Burst Apart, by contrast, is a disappointment. Not because it’s a weak album – it’s frequently beautiful – but because the experience of being overwhelmed is such a hard act to follow. Its effect is cumulative, and ultimately satisfying, but it’s a staggered, slow-release kinda deal. To attempt another bruising concept album would have been opportunistic, and even more unfitting of The Antlers – insincere. That was the story, and it’s been told. But it seems proliferation and eclecticism have come at the expense of a direct hit to the heartstrings. By feeling out a tangled patchwork of styles they’ve produced an accomplished, varied sound, which with a new found compositional sophistication verges on post-rock at times. But they’ve lost a lot of traction by downscaling Silberman’s vocals – often a mere smudge on the mix now, though previously the source of all the rich nuance they could ask for, and the font of their maturity for that matter. The feeling is that they’ve assessed their entry album to be disingenuous folly – gauche and undignified. The result is a far more vague and diffused listen, at odds with the close, heavy profusion of Hospice.

Part of their transition from mopers to gentlemen understaters of poise involves upping their rhythm game; which means more beats, more swing, loops and synthetic drum sounds. You want to get experimental, or throw off your dowdy indie sonics? Then embroidering your sound with rhythm for rhythm’s sake is a sure-fire way of offsetting that enervating wallow, and lends a little edge to proceedings in the process. Take for example the king of the millennial indie weepie – the Yeah Yeah Yeahs’ ‘Maps’ – which beat the slump out of doughy balladry with a bashed toughness evermore fitting of modern romance (this stuff hurts, remember). So we have ‘French Exit’ which takes after PB&J’s The Living End with its snub-nosed sub-Saharan bass and muffled kicks – ideal for balmy, after-hours Brooklyn; followed by ‘Parentheses’ which, carried on dub bass and hard-boiled hip hop beats, offers Silberman’s falsetto – a newly operatic affair – as the single remnant of The Antlers as we knew them previously, compounded by a perfectly timed guitar progression which packs real grit. It’s followed by ‘No Widows’, another new look for the band which uses a Bjork-esque loop – a kind of tone-toggling clacking on railway sleepers – to lynchpin Silberman’s twinkling suicide fantasy. And, yes, as advertised they’ve gotten a bit electronic, but not so much that it defines the album (let’s not get carried away here). On that point, unfortunately the tech, whilst atmosphere-building, is a bit inconsequential; a bit besides-the-point. It’s an old tale, really.

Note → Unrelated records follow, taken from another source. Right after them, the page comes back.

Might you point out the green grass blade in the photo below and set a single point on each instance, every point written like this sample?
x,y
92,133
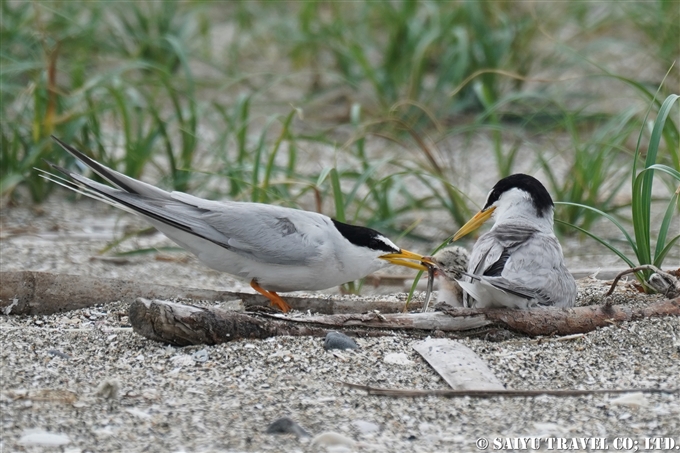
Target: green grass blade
x,y
600,240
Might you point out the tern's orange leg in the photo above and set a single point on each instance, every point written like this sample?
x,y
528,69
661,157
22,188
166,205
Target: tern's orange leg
x,y
271,295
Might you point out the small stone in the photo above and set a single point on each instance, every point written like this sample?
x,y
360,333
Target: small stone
x,y
635,399
201,356
337,340
285,425
57,353
398,358
366,427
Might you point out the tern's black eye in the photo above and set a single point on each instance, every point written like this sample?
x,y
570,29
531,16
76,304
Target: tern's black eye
x,y
540,197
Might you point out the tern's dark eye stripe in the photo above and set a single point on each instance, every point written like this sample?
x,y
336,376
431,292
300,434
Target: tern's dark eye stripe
x,y
539,195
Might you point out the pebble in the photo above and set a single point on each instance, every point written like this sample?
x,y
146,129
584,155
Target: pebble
x,y
636,399
108,389
57,353
201,356
365,427
285,425
398,358
337,340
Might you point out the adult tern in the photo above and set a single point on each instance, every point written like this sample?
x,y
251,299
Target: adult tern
x,y
274,248
519,262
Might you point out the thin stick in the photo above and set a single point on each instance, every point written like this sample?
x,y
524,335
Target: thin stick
x,y
413,393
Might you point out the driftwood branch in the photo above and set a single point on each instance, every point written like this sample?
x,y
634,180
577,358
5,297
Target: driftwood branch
x,y
182,324
44,293
408,393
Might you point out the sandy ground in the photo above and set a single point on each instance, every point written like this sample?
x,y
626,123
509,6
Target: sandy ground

From that point on matters take a turn for the languid and strange, almost as if noir-ish instrumental ‘Tiptoe’, with its muted trumpet and creaking floorboards, is a portal into some Rockwell-ian time warp. Taking inspiration from the leafier end of post-rock, the tactile ‘Hounds’ blows cold sand and spray across the path of a hypnotic three-note phrase and brushed cymbals. The picture is one of peace on a yellowing prairie. Thereafter, preceding the knock-off In Rainbows fare of ‘Every Night My Teeth Are Falling Out’ comes ‘Rolled Together’ which makes gospel from Wilko’s ‘Poor Places’, absorbing that song’s exponential fugue and ticking static in creation of a fluttering, ringing liturgy; much greater in scope than anything appearing on Hospice. As with ‘Corsicana’ later on, bizarrely the band seem displaced from their own music, as if to keep a safe distance from the core statement, which by the end you realise is once again address to a faltering relationship.

So on closer ‘Putting The Dog To Sleep’ it’s time for the truth, which Silberman packages in a typically harrowing metaphor. According to the band it’s their soul track, a last waltz which reframes Silberman’s weary pleas within an old-time setting, somewhere between James Carr’s ‘The Dark End Of The Street’ and The Walkmen’s disillusioned torch album You & Me. Over mournful organs, he begs "Well prove to me / I’m not gonna die alone / unstitch that shit I’ve sown / to close up the hole / that tore through my skin". You can practically hear the sutures popping with every glancing stab of guitar, only this time, after an album of pastel-coloured equanimity, the blood is much redder.